C’est faire campagne contre les engins motorisés de toutes espèces, notamment en faisant appliquer la loi montagne par les maires. Bon, cette loi montagne, je suis d’accord avec Antoine Waechter, il faut certainement l’améliorer.

Refuser que soient polluées toutes les montagnes de la terre qui, comme l’Himalaya, souffrent notamment des déchets de notre civilisation mégalomane et de la déforestation due au pillage pratiqué par les industriels du bois. J’ai été en contact avec un mouvement qui s’appelle le mouvement CHIPCO. Ils ne nous ont pas attendu dans l’Himalaya pour défendre ce qu’ils avaient de plus important pour eux, qui était vital : c’était la forêt.

Ce mouvement - c’est une parenthèse mais je crois que c’est très important - ce mouvement est né en 1970, c’est-à-dire à peu près en même temps que la FRAPNA. Des villageois avaient demandé de pouvoir couper un arbre pour pouvoir faire cuire leur nourriture ; on leur a refusé. Quelque temps après, des industriels du bois sont venus pour demander de couper trente arbres ; c’était pour fabriquer des raquettes de tennis, ça a été accordé.
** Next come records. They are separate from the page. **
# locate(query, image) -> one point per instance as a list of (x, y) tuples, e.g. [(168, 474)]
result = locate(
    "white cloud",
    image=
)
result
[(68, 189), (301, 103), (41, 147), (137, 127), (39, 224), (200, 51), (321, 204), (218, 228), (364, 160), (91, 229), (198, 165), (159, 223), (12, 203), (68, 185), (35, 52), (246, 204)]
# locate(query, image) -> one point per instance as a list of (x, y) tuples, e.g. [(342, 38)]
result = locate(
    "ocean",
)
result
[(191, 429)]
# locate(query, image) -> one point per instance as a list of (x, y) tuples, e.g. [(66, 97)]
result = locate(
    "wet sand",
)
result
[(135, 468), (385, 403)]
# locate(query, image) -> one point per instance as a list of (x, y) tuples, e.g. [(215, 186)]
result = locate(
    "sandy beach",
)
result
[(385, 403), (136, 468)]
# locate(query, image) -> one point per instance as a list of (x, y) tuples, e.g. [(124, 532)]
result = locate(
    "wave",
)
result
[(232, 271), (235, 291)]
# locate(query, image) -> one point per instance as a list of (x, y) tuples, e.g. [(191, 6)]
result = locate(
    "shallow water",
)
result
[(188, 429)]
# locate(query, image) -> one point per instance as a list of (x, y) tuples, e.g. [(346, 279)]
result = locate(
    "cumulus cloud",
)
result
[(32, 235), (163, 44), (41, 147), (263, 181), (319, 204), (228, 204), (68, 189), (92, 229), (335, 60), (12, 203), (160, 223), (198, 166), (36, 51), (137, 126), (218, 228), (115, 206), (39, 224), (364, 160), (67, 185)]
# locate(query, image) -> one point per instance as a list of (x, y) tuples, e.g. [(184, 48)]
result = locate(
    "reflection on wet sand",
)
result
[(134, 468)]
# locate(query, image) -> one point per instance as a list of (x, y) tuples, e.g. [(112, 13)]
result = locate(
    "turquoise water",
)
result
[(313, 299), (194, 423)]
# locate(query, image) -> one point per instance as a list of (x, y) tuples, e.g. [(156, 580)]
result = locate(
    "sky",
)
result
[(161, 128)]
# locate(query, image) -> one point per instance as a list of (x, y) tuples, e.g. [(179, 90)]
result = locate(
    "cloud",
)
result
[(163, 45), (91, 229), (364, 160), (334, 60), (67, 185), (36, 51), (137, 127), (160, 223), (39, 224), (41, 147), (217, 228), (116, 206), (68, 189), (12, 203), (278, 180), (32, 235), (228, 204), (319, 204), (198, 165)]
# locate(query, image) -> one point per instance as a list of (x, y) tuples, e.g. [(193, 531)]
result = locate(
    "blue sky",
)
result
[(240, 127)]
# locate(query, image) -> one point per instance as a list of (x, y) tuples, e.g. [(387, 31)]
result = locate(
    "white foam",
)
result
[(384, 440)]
A partir de là, ils se sont mobilisés, ils se sont enchaînés aux arbres et finalement, ils ont gagné. C’est un mouvement qui maintenant est "couronné" au niveau de l’U.I.C.N. ; récemment, il y avait un congrès avec un représentant de ce mouvement, et je suis très heureuse de pouvoir en parler aujourd’hui, même si ça sort un peu de la région Rhône Alpes.

La FRAPNA a été constituée à l’occasion de l’affaire de la Vanoise, où il s’agissait de construire illégalement la station de Val Chavière, à l’intérieur des limites du Parc national de la Vanoise ; d’ailleurs ce projet est toujours dans les cartons. Il est toujours d’actualité et un de ces jours ça va ressortir. J’ai vu récemment le maire adjoint des Ménuires, et Val Chavière, il considère que c’est quasiment acquis.

Ayons l’œil sur les parcs nationaux existants. Même si on considère que ces parcs ne sont pas idéaux, notre devise c’est de dire : "un bon tien vaut mieux que deux tu l’auras" ! En Vanoise, il y a déjà des projets de grignotage ; on a essayé de sauver les meubles mais c’est toujours d’actualité. Ne pensez pas que c’est gagné !

Donc, constituée à l’occasion de la première affaire de la Vanoise, la FRAPNA se bat depuis presque vingt ans pour la protection de la nature. Comme dirait Monsieur Chabason, c’est la protection de la nature classique. On rame depuis vingt ans, on fait comme on peut et on est content d’avoir du renfort aujourd’hui.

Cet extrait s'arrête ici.